Realtors: HUSTLING HOMES: More people see sales as a good choice in a booming marketplace
Ashley Ford
Province
Gerald Soong may be just 25, but he’s already learned a thing or two about the hurly-burly of the residential-real-estate game.
The working hours are very long, the cellphone becomes an extra body organ, and your time is virtually never your own.
And this is in a “hot market” — so imagine how much more difficult it might become in a slumping one.
But the fledgling realtor, now plying his trade with Rennie Marketing Systems, wouldn’t have it any other way.
“The rewards are there; there is never a dull moment; it’s exciting and clients are always challenging. But I just don’t see myself doing anything else in the future,” says Soong, who began selling full time earlier this year.
Soong is not alone.
The residential-real-estate business in B.C. has become a real magnet for people looking for a new career challenge, says Anthony Cavanaugh of the Real Estate Council of B.C., which oversees the licensing and regulation of the industry.
The numbers really do tell the tale of the tape in this game. Three years ago, there were approximately 12,574 individual licence holders in the province, according to RECBC figures. That has now ballooned to 16,000, reflecting the strength of the market.
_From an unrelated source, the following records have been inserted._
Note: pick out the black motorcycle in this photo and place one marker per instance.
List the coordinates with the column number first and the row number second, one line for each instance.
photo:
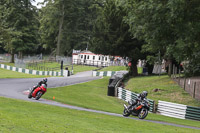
column 140, row 109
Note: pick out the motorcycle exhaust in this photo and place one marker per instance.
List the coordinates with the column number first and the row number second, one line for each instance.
column 125, row 107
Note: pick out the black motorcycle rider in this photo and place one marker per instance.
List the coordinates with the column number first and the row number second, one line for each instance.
column 140, row 98
column 44, row 81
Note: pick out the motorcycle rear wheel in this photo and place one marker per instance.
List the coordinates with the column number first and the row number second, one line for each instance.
column 38, row 95
column 143, row 113
column 126, row 113
column 30, row 94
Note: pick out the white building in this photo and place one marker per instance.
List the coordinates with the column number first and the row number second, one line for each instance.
column 89, row 58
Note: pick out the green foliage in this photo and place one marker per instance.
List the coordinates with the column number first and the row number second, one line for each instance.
column 19, row 26
column 5, row 74
column 66, row 25
column 171, row 27
column 20, row 116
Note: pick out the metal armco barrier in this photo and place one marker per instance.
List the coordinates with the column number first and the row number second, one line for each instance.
column 104, row 73
column 178, row 110
column 193, row 113
column 108, row 73
column 127, row 95
column 34, row 72
column 172, row 109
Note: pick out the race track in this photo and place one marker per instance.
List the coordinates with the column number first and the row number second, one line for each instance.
column 17, row 89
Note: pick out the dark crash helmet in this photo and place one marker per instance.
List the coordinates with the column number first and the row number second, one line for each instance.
column 144, row 94
column 45, row 80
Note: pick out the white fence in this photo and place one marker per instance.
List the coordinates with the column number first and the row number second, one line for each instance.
column 172, row 109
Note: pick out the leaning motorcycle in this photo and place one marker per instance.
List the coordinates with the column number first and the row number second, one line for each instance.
column 140, row 109
column 38, row 92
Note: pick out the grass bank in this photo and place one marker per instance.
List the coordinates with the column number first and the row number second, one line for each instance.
column 22, row 117
column 93, row 95
column 168, row 90
column 12, row 74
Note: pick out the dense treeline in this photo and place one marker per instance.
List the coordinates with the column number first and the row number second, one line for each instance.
column 148, row 29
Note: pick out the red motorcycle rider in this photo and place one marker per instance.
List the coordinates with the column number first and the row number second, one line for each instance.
column 39, row 90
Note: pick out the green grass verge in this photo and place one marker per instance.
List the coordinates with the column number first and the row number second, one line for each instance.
column 81, row 68
column 93, row 95
column 12, row 74
column 21, row 117
column 168, row 89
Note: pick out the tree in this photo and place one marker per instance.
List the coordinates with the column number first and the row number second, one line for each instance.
column 168, row 26
column 20, row 25
column 112, row 37
column 66, row 24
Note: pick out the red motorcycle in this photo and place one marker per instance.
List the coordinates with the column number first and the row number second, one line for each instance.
column 38, row 92
column 141, row 109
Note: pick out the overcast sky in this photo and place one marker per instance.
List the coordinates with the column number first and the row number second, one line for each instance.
column 35, row 3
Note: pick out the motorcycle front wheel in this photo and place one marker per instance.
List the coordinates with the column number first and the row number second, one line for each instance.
column 38, row 95
column 126, row 113
column 143, row 113
column 30, row 94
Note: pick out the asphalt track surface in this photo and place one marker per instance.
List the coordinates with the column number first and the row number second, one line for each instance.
column 18, row 89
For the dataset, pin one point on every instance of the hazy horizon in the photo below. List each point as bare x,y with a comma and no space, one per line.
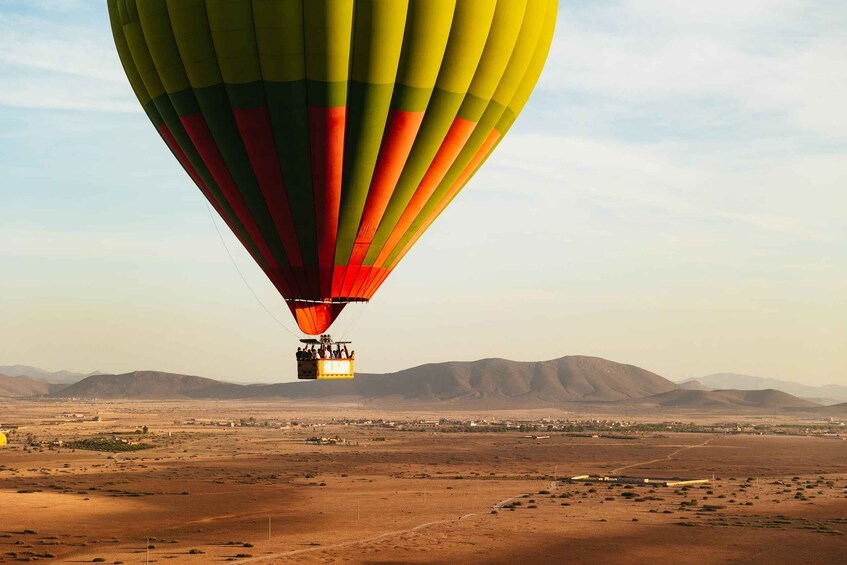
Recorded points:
672,198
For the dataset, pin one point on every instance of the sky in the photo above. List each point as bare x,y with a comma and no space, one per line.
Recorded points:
673,197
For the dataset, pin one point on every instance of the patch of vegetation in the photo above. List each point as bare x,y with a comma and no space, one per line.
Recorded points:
106,444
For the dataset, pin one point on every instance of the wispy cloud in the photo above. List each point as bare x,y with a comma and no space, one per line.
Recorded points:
59,66
768,58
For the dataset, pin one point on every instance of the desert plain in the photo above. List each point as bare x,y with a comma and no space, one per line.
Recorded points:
236,481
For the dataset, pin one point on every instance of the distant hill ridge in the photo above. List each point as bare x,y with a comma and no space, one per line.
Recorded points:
569,379
733,399
24,386
827,394
65,377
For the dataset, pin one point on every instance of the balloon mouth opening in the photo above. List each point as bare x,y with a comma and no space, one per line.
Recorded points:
314,317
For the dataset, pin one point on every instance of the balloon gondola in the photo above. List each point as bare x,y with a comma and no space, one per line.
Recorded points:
330,134
325,359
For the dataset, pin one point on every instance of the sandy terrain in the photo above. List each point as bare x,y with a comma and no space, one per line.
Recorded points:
207,494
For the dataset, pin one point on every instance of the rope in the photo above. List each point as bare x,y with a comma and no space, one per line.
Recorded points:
240,274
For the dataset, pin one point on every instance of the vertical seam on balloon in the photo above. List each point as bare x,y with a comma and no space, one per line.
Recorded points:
280,247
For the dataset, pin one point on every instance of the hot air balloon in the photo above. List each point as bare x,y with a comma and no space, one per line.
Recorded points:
330,134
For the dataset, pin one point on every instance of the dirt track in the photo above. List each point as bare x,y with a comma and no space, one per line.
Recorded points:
414,497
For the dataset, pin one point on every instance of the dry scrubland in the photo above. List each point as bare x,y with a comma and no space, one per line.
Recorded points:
205,494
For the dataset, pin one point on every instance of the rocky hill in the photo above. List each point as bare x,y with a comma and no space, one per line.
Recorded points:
497,381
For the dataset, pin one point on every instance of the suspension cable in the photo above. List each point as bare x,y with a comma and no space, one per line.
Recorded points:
240,274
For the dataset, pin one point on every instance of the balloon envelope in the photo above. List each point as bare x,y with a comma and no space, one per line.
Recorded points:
330,134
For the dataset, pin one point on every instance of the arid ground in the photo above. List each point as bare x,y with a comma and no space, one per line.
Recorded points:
261,494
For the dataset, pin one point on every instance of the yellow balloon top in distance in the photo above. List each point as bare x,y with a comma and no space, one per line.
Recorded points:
330,134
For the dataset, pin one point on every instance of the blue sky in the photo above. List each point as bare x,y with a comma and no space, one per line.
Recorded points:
672,197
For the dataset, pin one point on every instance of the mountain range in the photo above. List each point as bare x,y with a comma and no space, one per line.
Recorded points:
573,381
826,394
67,377
24,386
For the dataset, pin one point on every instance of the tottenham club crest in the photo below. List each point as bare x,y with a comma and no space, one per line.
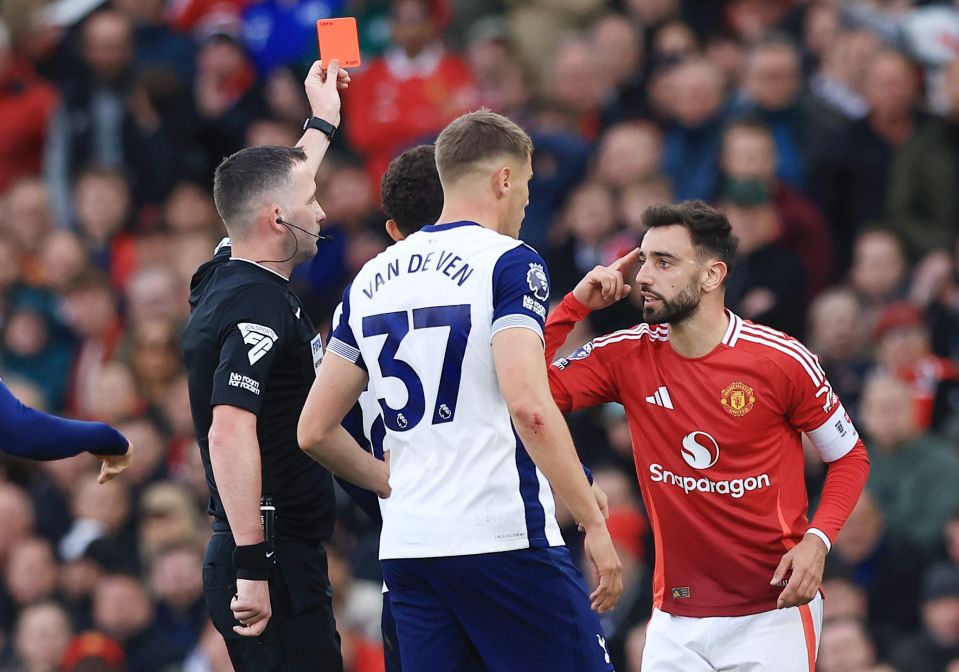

“There is a huge renewal of
interest in a real-estate career,” but it is still a far cry, says Cavanaugh, from the heady days of 1994, when there were 20,043 licensed realtors.
Which begs the question: What happened?
Well, the market goes up and down and, when it was down, which it was in B.C. in the mid-’90s,
realtors left the industry in droves.
Cavanaugh says it is a real-estate axiom that “the number of licensees is directly related to unit sales. As sales fall, so do licensees.”
In high-flying markets like today’s, many pour into the market with dollar signs blinding them.
Cavanaugh cautions some reality: “Real estate is not for everyone. A lot go into this thinking they are going to become a superstar and find out otherwise.
“It is time-intensive and is one of those jobs where the more you put in, the more you get out of it. It’s is not that easy for everybody. You always have to be prepared to ride out fluctuations in the real-estate market,” he says.
The council recommends those contemplating a career take the Real Estate Aptitude Test.
The test costs $37.45, including GST, and will give you a pretty good indication of whether you have the temperament to make it or not.
Soong also advises caution.
He recommends “shadowing” a realtor if possible, or getting some experience by being a host at
condominium developments.
“While I was studying marketing at BCIT, I kind of fell into it by hosting at display homes at weekends,” he says. Following graduation, he worked for a period at B.C. Hydro but did not find the job stimulation or challenge he was seeking.
So he took the licensing course required by the council. The correspondence course is offered through the Real Estate Division at the University of B.C. and can take up to a year to complete, at a cost of $875.
Soong says it took him eight months to complete the course.
Having successfully negotiated that hurdle, you then have to find a brokerage that will hire you so you can, in effect, apply for a licence.
And it doesn’t end there. There is an additional requirement to complete the Trading Service Applied Practice Course, a five-day affair at a cost of $588, within a year.
“It’s a condition of licensing. If you don’t do it, you lose your licence,” says Cavanaugh. On top of that, you must come up with a bi-annual licensing fee of $1,050, which is composed of a council licence fee of $450, E&O insurance of $500 and a Special Compensation Fund fee of $100.
Cavanaugh also cautions there are other fees, including brokerage fees, real-estate board fees and your own marketing costs — signage, business cards, computer and cellphones.
After that, you are ready to sell houses and make your first million!